Der ADAC hat Tipps zusammengestellt, wie Autofahrer sicher und ohne Geldbußen durch den Winter kommen:

  • Es ist verboten, den Motor im Stand warmlaufen zu lassen. Wer das nicht beachtet, wird mit zehn Euro abgemahnt.
  • Ist die Frontscheibe vereist oder mit Schnee bedeckt, reicht es nicht, ein kleines Guckloch frei zu kratzen. Wer dies dennoch tut, muss mit eingeschränkter Sicht und zehn Euro Bußgeld rechnen. Für ausreichende Sicht bei der Fahrt ist auch wichtig, dass die Scheibenwischanlage mit Frostschutzmittel gefüllt ist.
  • Sind verschneite Verkehrsschilder aufgrund ihrer Form (zum Beispiel Stopp oder Vorfahrt gewähren) zu erkennen, oder ist der Autofahrer ortskundig, schützt die fehlende Lesbarkeit beim Verstoß nicht vor Strafe.
  • Blinker, Rücklichter, Scheinwerfer und das Kennzeichen müssen vor Fahrtantritt von Schnee und Eis befreit werden. Das gilt auch für das Autodach, damit weder der nachfolgende Verkehr noch die eigene Sicht durch herab fallende Schneemengen behindert wird. 
  • Fahrzeuge mit Sommerreifen haben im Straßenverkehr jetzt nichts mehr zu suchen. Wer trotz verschneiter Straßen nicht mit Winter- oder Ganzjahresreifen ausgestattet ist, sollte das Auto stehen lassen; sonst drohen 40 Euro Geldbuße und ein Punkt in Flensburg. Wer durch falsche Bereifung den Verkehr behindert, wird mit 80 Euro und einem Punkt abgestraft. 
  • Fährt ein Schneeräumer vor Ihnen, bleiben Sie am besten dahinter – und zwar mit großem Abstand. Denn das Streugut wird mit hohem Druck auf die Fahrbahn geschleudert. Das kann Lackschäden verursachen. Kommt der Winterdienst von hinten angefahren, lassen Sie ihn vorbei – auf geräumten Straßen fährt es sich einfach besser. Bei Staus auf Autobahnen gilt zusätzlich: Wenn der Räumdienst kommt, muss eine Gasse freigemacht werden, bei zweispurigen Fahrbahnen in der Mitte, bei dreispurigen zwischen der linken und der mittleren Spur, der Standstreifen bleibt frei.

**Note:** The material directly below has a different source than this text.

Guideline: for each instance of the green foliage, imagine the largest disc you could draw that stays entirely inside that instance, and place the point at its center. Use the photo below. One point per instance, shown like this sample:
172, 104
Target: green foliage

  • Wer seinen Wagen mit abgelaufenem Saisonkennzeichen auf öffentlichen Plätzen oder Straßen abstellt, zahlt 40 Euro, bekommt einen Punkt und muss die Kosten fürs Abschleppen zahlen.
  • Radwege müssen im Winter von Schnee und Eis befreit und gestreut werden. Ist das ganz offensichtlich nicht der Fall, dürfen Radfahrer auch dann auf die Straße ausweichen, wenn ein entsprechendes Schild an sich die Radwegbenutzung vorschreibt. Wagt sich ein Biker trotz Eis oder dicker Schneedecke auf einen nicht geräumten Radweg, muss er bei einem Unfall oder Sturz selbst haften.

Der ADAC empfiehlt, immer einen Eiskratzer, einen kleinen Besen und eine Abdeckfolie für die Windschutzscheibe im Auto sowie für den Notfall einen Türschloss-Enteiser in der Manteltasche zu haben.